Vessel + Wyrd - a DAG-based CRDT

Yesterday, we explored the differences between a Merkle DAG and vessel’s DAG. Today’s topic revolves around how combining wyrd’s conflict-free, replicated data type (CRDT) with vessel makes a specific kind of CRDT, namely a DAG-based one.

Fractal Structures

Figure: “Fractal Structures” by SolomonVipe is licensed under CC BY-SA 2.0

Conflict-Free, Replicated Data Types

A quick recap on CRDTs first.

They’re data types, largely fairly simple ones, such as counters or sets. And they’re conflict-free, meaning that multiple parties can modify them concurrently, and when their respective modifications get synchronized, each party with the full set of modifications will reconstruct the same state.
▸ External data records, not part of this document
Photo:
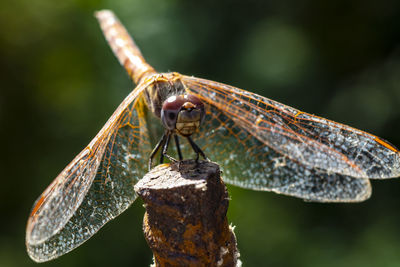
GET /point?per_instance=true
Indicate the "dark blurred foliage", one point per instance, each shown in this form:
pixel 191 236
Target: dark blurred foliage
pixel 60 83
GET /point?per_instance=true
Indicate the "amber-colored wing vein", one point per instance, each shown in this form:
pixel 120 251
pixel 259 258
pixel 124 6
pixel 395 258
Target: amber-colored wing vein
pixel 247 162
pixel 95 187
pixel 312 141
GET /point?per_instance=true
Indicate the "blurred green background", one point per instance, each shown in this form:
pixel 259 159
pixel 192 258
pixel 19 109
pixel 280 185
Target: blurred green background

This permits for both offline- or local-first operations that become eventually consistent, and is powerful for all kinds of scenarios in which computers may not have connectivity to the Internet at all times – applications range from mobile computers such as phones or drones, all the way to remote areas where connectivity is highly intermittent.

There are, roughly speaking, two types of CRDTs:

  1. State-based, or convergent CRDTs, and
  2. Operation-based, or commutative CRDTs.

In practice, you can derive one type of CRDT from the other; they’re not mutually exclusive.

Convergent CRDTs

Convergent CRDTs rely on a merge function, that, given two replicas of the data type’s state, can produce a new state. Such a merge function has to be commutative, associative and idempotent. Effectively, merging states A, B and C in any order must always produce the same result – i.e. merge(A, merge(B, C)) and merge(merge(C, A), B) must both produce the same result D.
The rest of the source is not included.